The first step was to whiz together granulated sugar and some yellow gel food coloring in my coffee grinder, so I’d have a superfine, yellow sugar to coat the peeps with. The second step was to make a batch of Martha’s marshmallows. It’s a recipe I revisit every Christmas, but I’ve always dumped the marshmallow goo straight into a pan and cut it into squares after it’s set. This was the first time I’d tried piping it, and realized there were two very important factors in play: the marshmallows had to be whipped as stiffly as possible, and I had a limited window to work in before the marshmallows started to set and became too thick to pipe.

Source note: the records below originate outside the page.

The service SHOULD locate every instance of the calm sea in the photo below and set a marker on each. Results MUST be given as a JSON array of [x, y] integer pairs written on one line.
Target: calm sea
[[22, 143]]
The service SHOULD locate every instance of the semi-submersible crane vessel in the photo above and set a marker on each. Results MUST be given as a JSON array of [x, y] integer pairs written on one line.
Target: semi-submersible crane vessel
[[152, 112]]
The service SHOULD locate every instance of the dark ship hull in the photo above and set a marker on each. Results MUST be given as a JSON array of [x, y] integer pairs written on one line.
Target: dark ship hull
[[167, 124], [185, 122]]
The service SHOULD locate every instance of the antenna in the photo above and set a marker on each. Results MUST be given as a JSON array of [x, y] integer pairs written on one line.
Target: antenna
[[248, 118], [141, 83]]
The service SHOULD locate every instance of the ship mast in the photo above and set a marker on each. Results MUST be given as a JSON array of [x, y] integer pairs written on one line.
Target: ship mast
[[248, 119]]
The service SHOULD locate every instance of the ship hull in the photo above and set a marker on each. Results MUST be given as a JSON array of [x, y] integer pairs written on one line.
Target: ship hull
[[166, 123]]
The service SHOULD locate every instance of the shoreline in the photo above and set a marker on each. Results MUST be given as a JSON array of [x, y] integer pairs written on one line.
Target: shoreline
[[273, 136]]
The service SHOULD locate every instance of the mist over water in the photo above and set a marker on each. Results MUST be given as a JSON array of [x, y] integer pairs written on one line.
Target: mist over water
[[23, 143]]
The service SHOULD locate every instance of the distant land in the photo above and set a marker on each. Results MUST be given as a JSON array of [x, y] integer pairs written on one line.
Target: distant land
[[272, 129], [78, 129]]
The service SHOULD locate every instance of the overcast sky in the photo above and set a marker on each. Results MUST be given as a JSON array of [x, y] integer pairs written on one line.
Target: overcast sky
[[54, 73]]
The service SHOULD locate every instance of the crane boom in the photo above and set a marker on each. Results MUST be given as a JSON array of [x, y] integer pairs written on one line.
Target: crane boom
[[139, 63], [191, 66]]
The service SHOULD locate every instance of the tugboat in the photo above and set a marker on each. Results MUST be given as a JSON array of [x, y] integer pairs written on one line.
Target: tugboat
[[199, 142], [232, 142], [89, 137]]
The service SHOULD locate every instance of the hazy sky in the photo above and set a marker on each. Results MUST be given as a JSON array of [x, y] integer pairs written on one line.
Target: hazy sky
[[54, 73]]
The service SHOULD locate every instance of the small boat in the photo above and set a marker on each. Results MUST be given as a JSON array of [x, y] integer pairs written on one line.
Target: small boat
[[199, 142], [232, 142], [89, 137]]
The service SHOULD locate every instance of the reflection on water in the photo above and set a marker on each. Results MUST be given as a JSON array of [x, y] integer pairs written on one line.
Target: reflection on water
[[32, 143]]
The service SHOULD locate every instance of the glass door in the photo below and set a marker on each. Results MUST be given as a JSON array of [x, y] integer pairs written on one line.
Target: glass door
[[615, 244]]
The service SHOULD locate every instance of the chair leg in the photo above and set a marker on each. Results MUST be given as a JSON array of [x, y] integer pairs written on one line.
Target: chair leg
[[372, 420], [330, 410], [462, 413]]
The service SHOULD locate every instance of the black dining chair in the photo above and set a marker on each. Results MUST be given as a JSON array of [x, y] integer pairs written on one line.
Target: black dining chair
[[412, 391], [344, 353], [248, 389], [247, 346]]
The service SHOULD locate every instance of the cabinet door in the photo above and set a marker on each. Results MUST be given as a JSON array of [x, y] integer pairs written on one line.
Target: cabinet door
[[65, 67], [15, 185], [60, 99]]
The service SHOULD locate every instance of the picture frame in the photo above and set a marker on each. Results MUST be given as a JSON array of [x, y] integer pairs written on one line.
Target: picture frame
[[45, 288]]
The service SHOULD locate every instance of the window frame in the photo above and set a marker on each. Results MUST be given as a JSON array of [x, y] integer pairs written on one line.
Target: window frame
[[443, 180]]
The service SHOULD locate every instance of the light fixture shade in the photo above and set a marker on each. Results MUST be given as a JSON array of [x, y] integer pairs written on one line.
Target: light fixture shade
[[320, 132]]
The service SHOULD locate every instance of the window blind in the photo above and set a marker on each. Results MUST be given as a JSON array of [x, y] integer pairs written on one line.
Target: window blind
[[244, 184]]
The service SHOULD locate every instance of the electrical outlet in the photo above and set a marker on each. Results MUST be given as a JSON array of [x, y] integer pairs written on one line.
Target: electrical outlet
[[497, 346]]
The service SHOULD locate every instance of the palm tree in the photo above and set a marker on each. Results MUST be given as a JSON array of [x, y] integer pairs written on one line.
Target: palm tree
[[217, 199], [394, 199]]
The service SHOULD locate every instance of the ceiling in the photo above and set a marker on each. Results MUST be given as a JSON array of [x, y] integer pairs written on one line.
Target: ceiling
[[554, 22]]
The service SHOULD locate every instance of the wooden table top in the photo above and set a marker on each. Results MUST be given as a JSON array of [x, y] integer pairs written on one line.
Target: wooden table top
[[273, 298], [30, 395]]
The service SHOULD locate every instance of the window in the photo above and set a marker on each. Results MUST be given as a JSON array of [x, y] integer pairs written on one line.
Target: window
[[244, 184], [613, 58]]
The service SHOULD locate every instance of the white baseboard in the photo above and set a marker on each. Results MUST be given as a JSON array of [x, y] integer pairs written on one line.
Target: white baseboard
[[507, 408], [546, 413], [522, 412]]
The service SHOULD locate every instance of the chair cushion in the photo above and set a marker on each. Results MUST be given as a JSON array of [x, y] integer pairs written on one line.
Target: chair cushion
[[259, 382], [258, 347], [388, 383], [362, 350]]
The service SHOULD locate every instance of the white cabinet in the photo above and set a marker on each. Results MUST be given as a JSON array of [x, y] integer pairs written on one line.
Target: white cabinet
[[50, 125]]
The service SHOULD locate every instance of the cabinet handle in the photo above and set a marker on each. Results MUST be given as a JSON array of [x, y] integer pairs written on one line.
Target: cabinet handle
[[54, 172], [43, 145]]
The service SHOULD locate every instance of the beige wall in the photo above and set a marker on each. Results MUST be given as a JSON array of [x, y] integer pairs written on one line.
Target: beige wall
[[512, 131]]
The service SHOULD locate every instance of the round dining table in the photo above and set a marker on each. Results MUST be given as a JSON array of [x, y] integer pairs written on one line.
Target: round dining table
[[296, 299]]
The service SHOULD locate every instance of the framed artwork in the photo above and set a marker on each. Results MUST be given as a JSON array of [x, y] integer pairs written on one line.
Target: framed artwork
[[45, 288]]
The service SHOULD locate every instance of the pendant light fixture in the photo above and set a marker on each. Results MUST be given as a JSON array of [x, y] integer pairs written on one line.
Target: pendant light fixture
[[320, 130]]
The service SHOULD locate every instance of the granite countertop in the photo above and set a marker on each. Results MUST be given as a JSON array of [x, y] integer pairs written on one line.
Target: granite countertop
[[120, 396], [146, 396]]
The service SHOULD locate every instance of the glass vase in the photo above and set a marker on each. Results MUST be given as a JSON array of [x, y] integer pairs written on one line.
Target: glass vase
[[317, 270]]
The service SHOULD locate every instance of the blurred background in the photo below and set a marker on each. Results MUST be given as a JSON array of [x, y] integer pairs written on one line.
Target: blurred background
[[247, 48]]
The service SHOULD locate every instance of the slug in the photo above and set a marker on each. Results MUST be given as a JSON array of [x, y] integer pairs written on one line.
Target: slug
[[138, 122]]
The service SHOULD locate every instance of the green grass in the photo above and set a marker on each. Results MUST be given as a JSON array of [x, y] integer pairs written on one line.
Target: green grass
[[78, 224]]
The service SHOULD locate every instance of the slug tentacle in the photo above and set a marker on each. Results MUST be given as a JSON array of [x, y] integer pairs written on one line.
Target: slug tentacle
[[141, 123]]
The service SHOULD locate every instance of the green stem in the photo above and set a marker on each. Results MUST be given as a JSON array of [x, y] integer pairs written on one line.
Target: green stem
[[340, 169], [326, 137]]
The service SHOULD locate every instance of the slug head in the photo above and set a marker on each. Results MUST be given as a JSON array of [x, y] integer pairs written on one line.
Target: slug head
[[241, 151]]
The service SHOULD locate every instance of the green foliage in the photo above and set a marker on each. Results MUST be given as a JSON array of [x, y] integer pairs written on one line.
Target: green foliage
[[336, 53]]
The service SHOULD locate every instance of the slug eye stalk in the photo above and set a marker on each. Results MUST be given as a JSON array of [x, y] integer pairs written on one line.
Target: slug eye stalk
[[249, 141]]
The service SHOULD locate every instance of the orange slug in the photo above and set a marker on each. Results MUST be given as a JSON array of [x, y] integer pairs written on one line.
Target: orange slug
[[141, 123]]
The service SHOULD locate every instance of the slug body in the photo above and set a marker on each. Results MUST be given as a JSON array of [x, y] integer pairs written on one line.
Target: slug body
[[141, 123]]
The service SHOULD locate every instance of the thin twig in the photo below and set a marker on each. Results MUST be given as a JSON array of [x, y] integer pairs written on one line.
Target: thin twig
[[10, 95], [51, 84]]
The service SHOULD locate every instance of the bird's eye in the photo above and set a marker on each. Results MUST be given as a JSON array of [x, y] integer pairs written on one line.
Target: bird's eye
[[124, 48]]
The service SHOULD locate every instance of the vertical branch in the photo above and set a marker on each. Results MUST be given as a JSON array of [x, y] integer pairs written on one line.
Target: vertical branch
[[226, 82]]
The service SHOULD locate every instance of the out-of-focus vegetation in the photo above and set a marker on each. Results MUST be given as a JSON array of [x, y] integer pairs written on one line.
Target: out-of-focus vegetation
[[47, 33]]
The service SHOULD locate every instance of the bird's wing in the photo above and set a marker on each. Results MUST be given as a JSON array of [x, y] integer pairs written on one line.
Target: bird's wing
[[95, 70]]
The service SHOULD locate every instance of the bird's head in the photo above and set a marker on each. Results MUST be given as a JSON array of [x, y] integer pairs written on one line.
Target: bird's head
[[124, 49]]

I used an Ateco #808 tip to pipe the peeps– it’s got a 5/8″ tip and is so big I haven’t even found a coupler it fits with, so I have to ghetto-rig it with a gallon size bag and a rubber band. After piping my chicks, I covered them in the yellow sugar, and let them set for about an hour. Then I dusted off the excess sugar and used a toothpick and some brown gel food coloring to dot on some eyes. All in all, they’re not as pretty as factory peeps, but they’re way more delicious.
I used some fancy tips to make some swirly, cupcake-icing-like marshmallows, and knew right away they’d be perfect for s’mores. I threw together the graham cracker dough from this book, and an hour and a half later, I was in heaven.